Глаза Мэйо сузились от недовольства:
– Предпочту подольше наслаждаться деревенской глушью, чем внимать заунывному вою разодетых пустобрехов, именующих себя жрецами. Только дурак поверит, что их мерзкие делишки доставляют удовольствие Богам.
– Замолкни! – взъярился сар. – Не хватало еще прогневать Земледержца! Я объявил свою волю, а теперь убирайся прочь или дам распоряжение гнать тебя плетьми до ворот!
Юноша снял с колен побледневшую от страха рабыню и легкой поступью подошел к родителю.
– Я правильно понял, отец, ты хочешь, чтобы я запомнил гимны и принял участие в церемонии?

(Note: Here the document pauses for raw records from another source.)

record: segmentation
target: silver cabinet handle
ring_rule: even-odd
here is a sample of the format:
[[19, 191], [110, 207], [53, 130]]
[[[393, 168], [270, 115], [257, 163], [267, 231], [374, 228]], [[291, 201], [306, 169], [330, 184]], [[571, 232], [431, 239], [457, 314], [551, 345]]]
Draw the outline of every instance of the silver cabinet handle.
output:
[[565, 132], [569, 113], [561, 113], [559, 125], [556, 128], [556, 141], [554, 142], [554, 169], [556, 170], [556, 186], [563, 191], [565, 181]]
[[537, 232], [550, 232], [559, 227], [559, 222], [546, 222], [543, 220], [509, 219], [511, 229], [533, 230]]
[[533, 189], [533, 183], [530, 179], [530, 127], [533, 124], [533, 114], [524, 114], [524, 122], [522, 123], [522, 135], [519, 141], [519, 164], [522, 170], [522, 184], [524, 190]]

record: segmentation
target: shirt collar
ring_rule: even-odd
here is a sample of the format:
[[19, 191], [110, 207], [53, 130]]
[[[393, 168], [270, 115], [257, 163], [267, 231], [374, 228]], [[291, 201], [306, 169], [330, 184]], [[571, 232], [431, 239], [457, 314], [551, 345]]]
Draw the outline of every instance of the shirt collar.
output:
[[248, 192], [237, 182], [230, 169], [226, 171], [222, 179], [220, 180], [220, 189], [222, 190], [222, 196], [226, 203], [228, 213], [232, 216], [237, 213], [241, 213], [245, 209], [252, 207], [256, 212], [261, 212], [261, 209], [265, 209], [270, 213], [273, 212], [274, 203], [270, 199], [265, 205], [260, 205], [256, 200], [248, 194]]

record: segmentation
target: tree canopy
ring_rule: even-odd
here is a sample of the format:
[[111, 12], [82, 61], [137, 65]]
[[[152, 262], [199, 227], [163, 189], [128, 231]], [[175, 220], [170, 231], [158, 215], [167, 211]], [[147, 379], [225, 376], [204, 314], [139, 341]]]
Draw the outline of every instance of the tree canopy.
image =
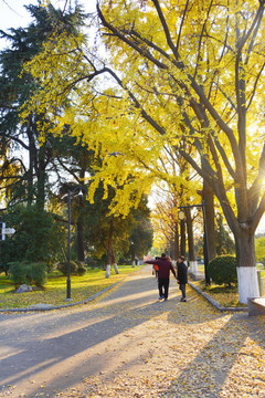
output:
[[104, 0], [97, 15], [107, 56], [88, 40], [92, 18], [87, 36], [54, 31], [25, 66], [40, 90], [23, 116], [45, 107], [56, 134], [66, 123], [100, 149], [95, 187], [132, 175], [117, 190], [115, 209], [124, 212], [156, 178], [184, 180], [157, 169], [165, 148], [173, 148], [220, 201], [246, 302], [257, 294], [254, 232], [265, 209], [264, 0]]

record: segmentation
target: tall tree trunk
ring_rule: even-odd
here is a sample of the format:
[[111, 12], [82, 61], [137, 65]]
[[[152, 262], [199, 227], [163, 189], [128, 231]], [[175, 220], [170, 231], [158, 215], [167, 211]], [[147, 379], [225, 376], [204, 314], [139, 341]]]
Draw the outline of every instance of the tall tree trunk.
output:
[[198, 273], [198, 264], [197, 264], [197, 256], [195, 256], [195, 247], [194, 247], [192, 218], [191, 218], [191, 209], [190, 208], [186, 209], [186, 219], [187, 219], [190, 272], [192, 274], [197, 274]]
[[118, 265], [117, 265], [117, 263], [116, 263], [116, 259], [115, 259], [115, 255], [114, 255], [113, 245], [112, 245], [112, 263], [113, 263], [113, 265], [114, 265], [115, 273], [118, 274], [119, 271], [118, 271]]
[[242, 228], [235, 237], [239, 301], [243, 304], [247, 297], [259, 296], [254, 239], [254, 232]]
[[180, 254], [186, 255], [186, 221], [180, 221]]
[[110, 266], [112, 266], [112, 260], [113, 260], [113, 233], [114, 233], [114, 222], [113, 222], [113, 218], [112, 218], [110, 222], [109, 222], [108, 253], [107, 253], [107, 266], [106, 266], [105, 277], [110, 276]]
[[39, 161], [38, 161], [38, 169], [36, 169], [36, 206], [38, 209], [43, 211], [45, 206], [45, 180], [46, 180], [46, 172], [45, 172], [45, 144], [43, 144], [39, 149]]
[[214, 193], [209, 184], [203, 180], [203, 197], [205, 205], [205, 219], [206, 219], [206, 232], [208, 232], [208, 259], [209, 261], [216, 256], [215, 244], [215, 224], [214, 224]]
[[[82, 198], [81, 198], [82, 200]], [[78, 216], [76, 223], [77, 227], [77, 259], [78, 261], [85, 261], [85, 250], [84, 250], [84, 224], [82, 214]]]
[[28, 205], [33, 202], [33, 169], [35, 159], [35, 145], [31, 129], [28, 132], [29, 137], [29, 170], [28, 170]]

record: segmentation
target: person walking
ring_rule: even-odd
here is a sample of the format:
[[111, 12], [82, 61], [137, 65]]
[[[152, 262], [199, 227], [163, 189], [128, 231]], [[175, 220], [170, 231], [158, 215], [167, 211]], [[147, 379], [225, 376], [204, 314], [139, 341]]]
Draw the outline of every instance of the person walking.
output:
[[171, 260], [167, 258], [165, 253], [161, 254], [161, 258], [156, 258], [156, 260], [145, 261], [146, 264], [158, 265], [158, 290], [159, 290], [159, 300], [167, 301], [169, 292], [169, 274], [170, 271], [177, 277], [176, 271], [171, 263]]
[[184, 256], [180, 255], [177, 263], [177, 282], [179, 283], [179, 289], [181, 290], [182, 297], [181, 302], [187, 302], [186, 300], [186, 284], [188, 282], [188, 266], [184, 263]]

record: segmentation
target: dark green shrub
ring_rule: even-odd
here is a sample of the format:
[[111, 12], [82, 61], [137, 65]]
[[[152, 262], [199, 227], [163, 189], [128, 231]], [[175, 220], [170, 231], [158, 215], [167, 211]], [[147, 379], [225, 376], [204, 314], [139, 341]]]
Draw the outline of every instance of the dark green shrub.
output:
[[30, 263], [29, 266], [34, 285], [38, 287], [43, 287], [46, 282], [46, 264], [36, 262]]
[[237, 283], [236, 260], [232, 255], [220, 255], [208, 264], [208, 274], [218, 285]]
[[75, 263], [77, 264], [78, 269], [77, 269], [77, 275], [82, 276], [86, 273], [86, 268], [83, 264], [82, 261], [75, 261]]
[[9, 274], [15, 289], [25, 283], [43, 287], [46, 282], [45, 264], [41, 262], [12, 262], [9, 263]]

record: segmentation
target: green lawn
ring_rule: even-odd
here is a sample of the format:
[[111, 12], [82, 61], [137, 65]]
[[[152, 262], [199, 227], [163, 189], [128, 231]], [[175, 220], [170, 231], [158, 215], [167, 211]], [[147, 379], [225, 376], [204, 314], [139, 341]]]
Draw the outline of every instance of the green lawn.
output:
[[[83, 276], [71, 276], [71, 296], [73, 302], [91, 297], [135, 272], [139, 266], [119, 265], [118, 269], [118, 275], [112, 269], [109, 279], [105, 277], [105, 271], [102, 269], [89, 269]], [[39, 303], [62, 305], [65, 304], [65, 297], [66, 276], [62, 276], [59, 272], [49, 275], [44, 290], [29, 293], [15, 293], [11, 281], [3, 273], [0, 274], [0, 308], [22, 308]]]

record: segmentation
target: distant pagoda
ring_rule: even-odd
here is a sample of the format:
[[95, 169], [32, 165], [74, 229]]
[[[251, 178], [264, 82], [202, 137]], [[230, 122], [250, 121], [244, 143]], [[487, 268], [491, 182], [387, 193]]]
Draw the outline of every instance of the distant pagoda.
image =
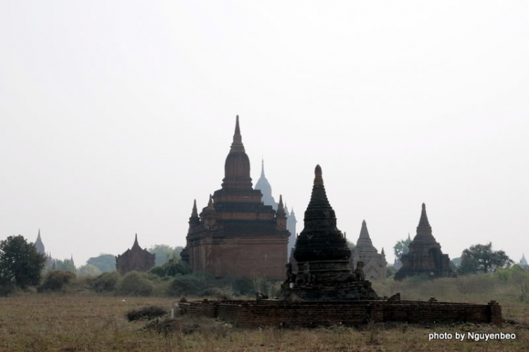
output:
[[351, 250], [336, 227], [336, 215], [327, 200], [319, 165], [315, 170], [304, 225], [294, 251], [298, 274], [292, 272], [291, 265], [287, 265], [287, 279], [281, 286], [281, 298], [287, 301], [377, 298], [361, 268], [355, 275], [351, 272]]
[[[122, 275], [133, 270], [149, 271], [154, 266], [155, 258], [155, 254], [140, 246], [138, 243], [138, 234], [136, 234], [132, 248], [116, 257], [116, 269]], [[73, 262], [73, 258], [72, 258]]]
[[39, 229], [39, 233], [37, 235], [37, 240], [35, 241], [35, 246], [37, 252], [46, 257], [44, 268], [49, 270], [51, 269], [54, 264], [54, 260], [51, 258], [51, 254], [46, 253], [46, 251], [44, 250], [44, 243], [42, 243], [42, 239], [40, 237], [40, 229]]
[[409, 251], [401, 257], [402, 268], [395, 274], [395, 279], [416, 275], [431, 277], [456, 276], [450, 268], [448, 254], [443, 254], [441, 245], [432, 234], [432, 227], [426, 215], [426, 205], [422, 203], [417, 234], [408, 246]]
[[351, 268], [355, 268], [356, 263], [362, 260], [364, 263], [363, 270], [365, 277], [370, 280], [382, 280], [386, 278], [386, 267], [387, 265], [386, 254], [384, 253], [384, 249], [382, 249], [382, 253], [379, 254], [378, 251], [373, 246], [365, 220], [362, 222], [360, 236], [356, 241], [356, 246], [352, 250], [352, 252]]
[[527, 266], [527, 260], [525, 260], [525, 255], [522, 253], [522, 258], [520, 259], [520, 265]]

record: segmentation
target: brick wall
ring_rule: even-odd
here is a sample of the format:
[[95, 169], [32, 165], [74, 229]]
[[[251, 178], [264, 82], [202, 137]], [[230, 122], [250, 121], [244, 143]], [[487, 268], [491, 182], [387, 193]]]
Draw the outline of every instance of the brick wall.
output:
[[204, 301], [178, 302], [180, 314], [219, 318], [241, 327], [359, 325], [369, 321], [410, 323], [492, 322], [501, 325], [501, 308], [487, 305], [414, 301], [289, 302]]

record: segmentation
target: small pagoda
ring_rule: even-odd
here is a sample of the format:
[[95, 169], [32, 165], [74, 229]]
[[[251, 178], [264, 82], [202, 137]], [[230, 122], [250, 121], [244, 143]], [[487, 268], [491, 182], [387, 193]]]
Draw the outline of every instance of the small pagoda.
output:
[[287, 278], [280, 298], [286, 301], [346, 301], [377, 299], [365, 279], [363, 263], [352, 272], [351, 252], [342, 232], [336, 227], [334, 210], [327, 200], [322, 168], [315, 170], [310, 202], [305, 212], [304, 228], [296, 244], [294, 258], [298, 272], [287, 264]]
[[384, 249], [379, 254], [378, 251], [373, 246], [365, 220], [362, 222], [360, 236], [356, 241], [356, 246], [352, 252], [350, 263], [351, 268], [355, 268], [356, 263], [362, 261], [364, 263], [364, 274], [368, 279], [383, 280], [386, 278], [386, 267], [387, 266], [386, 254], [384, 253]]
[[136, 234], [132, 248], [116, 257], [116, 269], [122, 275], [133, 270], [149, 271], [154, 266], [155, 258], [155, 254], [140, 246]]
[[426, 205], [422, 203], [417, 234], [408, 246], [410, 251], [401, 258], [402, 268], [395, 274], [396, 280], [408, 276], [427, 275], [431, 277], [454, 277], [448, 254], [443, 254], [441, 245], [432, 234], [432, 227], [426, 215]]

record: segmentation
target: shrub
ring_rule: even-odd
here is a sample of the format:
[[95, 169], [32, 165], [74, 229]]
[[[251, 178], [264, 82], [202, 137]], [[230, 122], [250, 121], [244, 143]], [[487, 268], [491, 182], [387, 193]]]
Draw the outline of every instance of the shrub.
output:
[[54, 270], [49, 272], [44, 277], [44, 282], [39, 287], [38, 291], [59, 291], [75, 278], [75, 275], [69, 271]]
[[232, 284], [233, 291], [243, 295], [253, 295], [255, 289], [253, 287], [253, 281], [250, 279], [236, 279]]
[[94, 279], [93, 287], [96, 292], [109, 292], [116, 289], [119, 280], [119, 274], [115, 271], [103, 272]]
[[193, 272], [191, 268], [182, 260], [169, 259], [163, 265], [157, 265], [150, 270], [150, 274], [160, 277], [164, 276], [187, 275]]
[[151, 320], [165, 315], [167, 312], [159, 306], [149, 306], [140, 309], [127, 312], [126, 317], [129, 322], [140, 319]]
[[128, 296], [150, 296], [154, 286], [145, 273], [131, 271], [117, 284], [117, 293]]
[[169, 294], [171, 296], [197, 295], [208, 287], [205, 276], [199, 275], [176, 275], [171, 282]]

Никто, кроме Нереуса, не заметил в тоне Мэйо высшей степени раздражения. Лицо молодого нобиля оставалось спокойным, но тело напряглось, как перед опасным прыжком, и руки сжались в кулаки. Островитянин съежился: за пять лет он еще не видел господина настолько разозленным и не понимал, почему на хозяина так повлияла, казалось бы, вполне обычная просьба главы семьи.
– Да, – сухо ответил сар. – И, надеюсь, тебе хватит ума, выглядеть подобающе на празднике.
– Обещаю, мой вид будет достоин самого Веда, – сквозь зубы процедил Мэйо.
Жестом позвав Нереуса за собой, он быстрым шагом направился к дому. Невольник едва поспевал за господином. Они прошли половину аллеи, когда геллиец решился наконец задать беспокоящий его вопрос:
– Что сделало тебя таким мрачным?
– Лучше бы сегодня страдало мое тело, чем мучилась душа, – горько выдохнул Мэйо.
– Запомнить гимны – сущий пустяк, на празднике хорошо накормят и…
– Это не праздник, а настоящее безумие! – перебил его нобиль. – Раз в десятилетие толпа жрецов собирается на берегу и топит в море тридцать самых красивых девушек города. Я уже видел, как все происходило, и мечтал, чтобы Боги ослепили меня в тот миг!
Раб содрогнулся от страшных слов хозяина:
– Нельзя так говорить! Ты навлечешь на себя гнев Веда!
– Серьезно? Думаешь, Бог подаривший нам соленую и чистую воды, рыб и прочих морских зверей, быстрых лошадей и высокие сосны, ждет, когда кучка разодетых в мантии уродов окрасит его море кровью? Боги добры и милосердны, Нереус, а все зло в этом мире – от людской глупости и жестокости.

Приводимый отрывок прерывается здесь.